Mme de Maintenon et religion

Mme de Maintenon, sincère ou hypocrite ?

   Saint-Germain

   La cour ne s’installa définitivement à Versailles qu’en mai 1682. Jusque-là, le siège du pouvoir était à Saint-Germain, d’où Mme de Maintenon écrivit cette lettre à l’abbé Gobelin, le 8 janvier 1680. Dévotion, bonnes œuvres, humilité et discrétion… Qu’en penser ? Elle eut une destinée si singulière qu’il est presque impossible de la juger avec justice et en connaissance de cause. De nos jours encore, elle ne fait pas l’unanimité : les tenants de Mme de Montespan la taxent d’ambition et d’hypocrisie, d’autres saluent son courage et sa vertu…  

   « Je vous envoie le mémoire de mes aumônes réglées afin que vous jugiez si elles sont bien appliquées. J’ai fait Mlle de Montchevreuil religieuse et j’en ai encore une dont je paye la pension ; son père va se rétablir mais il ne l’es pas encore. Outre ce que j’écris, j’en fais quelques autres dans les occasions : voilà ce qui concerne les aumônes.

   Quant à mes habillements, je vais les changer [elle venait d’être nommée dame d’atours de la dauphine] et les prendre pareils à ceux de Mme de Richelieu. J’ai une indifférence là-dessus qui m’ôte tout scrupule ; j’ai été vêtue d’or quand j’ai passé mes journées avec le roi, je vais être à une princesse, je serai toujours en robe noire ; si j’étais hors de la cour, je serais en tourière, et tous ces changements ne me font nulle peine. Du reste, je fais trop de dépenses parce que je suis naturellement propre et peu porte à l‘avarice.

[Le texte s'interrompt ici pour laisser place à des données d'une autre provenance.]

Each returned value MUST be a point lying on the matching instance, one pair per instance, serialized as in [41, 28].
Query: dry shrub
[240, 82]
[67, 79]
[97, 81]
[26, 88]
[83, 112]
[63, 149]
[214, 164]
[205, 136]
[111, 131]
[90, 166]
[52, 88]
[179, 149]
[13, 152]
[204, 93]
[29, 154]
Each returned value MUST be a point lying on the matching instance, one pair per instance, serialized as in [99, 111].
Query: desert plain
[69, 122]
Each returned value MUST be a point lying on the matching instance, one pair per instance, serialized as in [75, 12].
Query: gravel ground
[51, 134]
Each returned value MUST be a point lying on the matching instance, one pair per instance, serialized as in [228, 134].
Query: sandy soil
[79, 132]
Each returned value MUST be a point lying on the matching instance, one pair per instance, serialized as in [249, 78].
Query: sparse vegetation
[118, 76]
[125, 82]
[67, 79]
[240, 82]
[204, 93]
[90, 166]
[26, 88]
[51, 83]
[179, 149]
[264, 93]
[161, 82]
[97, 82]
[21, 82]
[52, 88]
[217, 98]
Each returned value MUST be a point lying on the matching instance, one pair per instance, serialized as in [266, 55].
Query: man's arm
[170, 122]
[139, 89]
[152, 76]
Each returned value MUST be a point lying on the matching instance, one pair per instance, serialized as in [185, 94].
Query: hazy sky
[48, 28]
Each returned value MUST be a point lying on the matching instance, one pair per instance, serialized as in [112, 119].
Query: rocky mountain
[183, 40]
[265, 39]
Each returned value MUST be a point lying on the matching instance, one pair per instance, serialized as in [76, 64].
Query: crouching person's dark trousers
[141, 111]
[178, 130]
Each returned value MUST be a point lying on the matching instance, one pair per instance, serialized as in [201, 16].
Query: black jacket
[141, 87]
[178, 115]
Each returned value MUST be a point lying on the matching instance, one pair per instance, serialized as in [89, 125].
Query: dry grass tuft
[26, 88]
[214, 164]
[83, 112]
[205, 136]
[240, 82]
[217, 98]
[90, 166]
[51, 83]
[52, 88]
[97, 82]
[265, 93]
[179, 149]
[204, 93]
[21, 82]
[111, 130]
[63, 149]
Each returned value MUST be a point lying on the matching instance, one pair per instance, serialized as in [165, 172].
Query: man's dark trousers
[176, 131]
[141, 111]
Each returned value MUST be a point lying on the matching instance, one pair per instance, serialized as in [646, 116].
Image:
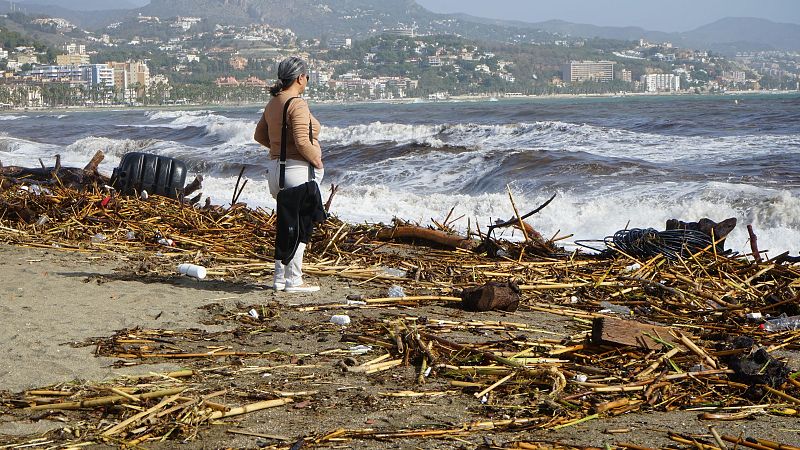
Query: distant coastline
[453, 99]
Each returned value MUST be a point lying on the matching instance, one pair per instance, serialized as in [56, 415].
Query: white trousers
[297, 173]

   Mes journées sont présentement assez réglées et fort solitaires : je prie Dieu un moment en me levant ; je vais à deux messes les jours d’obligation et à une les jours ouvriers ; je dis mon office tous les jours et quand je m’éveille la nuit, je dis un Laudate ou un Gloria Patri. Je pense souvent à Fieu dans la journée, je lui offre mes actions ; je le prie de m’ôter d’ici, si je n’y fais mon salut, et du reste je ne connais point mes péchés. J’ai une morale et de bonnes inclinations qui font que je ne fais guère de mal ; j’ai un désir de plaire et d’être estimée qui me met sur mes gardes contre toutes mes passions ; ainsi ce ne sont presque jamais des faits que je puis me reprocher, mais des motifs très humains, une grande liberté dans mes pensées et dans mes jugements, et une contrainte dans mes paroles qui n’est fondée que sur la prudence humaine. Voilà à peu près mon état : ordonnez le remède que vous croirez le plus propre. Je ne puis vraisemblablement envisager une retraite : il faut travailler ici à mon salut ; contribuez-y, je vous en supplie, autant que vous le pourrez, et comme c’est le plus essentiel de tous les services, comptez aussi sur la plus entière reconnaissance. »

Lettre de Mme de Maintenon à son confesseur, l'abbé Gobelin

   La cour de Louis XIV vieillit et Mme de Maintenon aspire à la dévotion. Elle se trouve mécontente de son directeur de conscience, l’abbé Gobelin, et lui écrit la lettre suivante (extrait de sa Correspondance) :

   « ... Je vous conjure de vous défaire d’un style que vous avez avec moi, qui ne m’est point agréable et qui peut m’être nuisible. Je ne suis point plus grande dame (1) que j’étais à la rue des Tournelles, que vous me disiez fort bien mes vérités ; et, si la faveur où je suis met tout le monde à mes pieds, elle ne doit pas faire cet effet-là sur un homme chargé de ma conscience et à qui je demande instamment de me conduire, sans aucun égard, dans le chemin qu’il croit le plus sûr pour mon salut. Où trouverai-je la vérité si je ne la trouve en vous, et à qui puis-je être soumise qu’à vous, ne voyant dans tout ce qui m’approche que respect, adulation et complaisance ? Parlez-moi, écrivez-moi, sans tour, sans cérémonie, sans insinuation, et surtout, je vous prie, sans respect. Ne craignez jamais de m’importuner : je veux faire mon salut, je vous en charge, et je reconnais que personne au monde n’a tant besoin d’aide que moi. Enfin, regardez-moi comme dépouillée de tout ce qui m’environne et voulant me donner à Dieu... »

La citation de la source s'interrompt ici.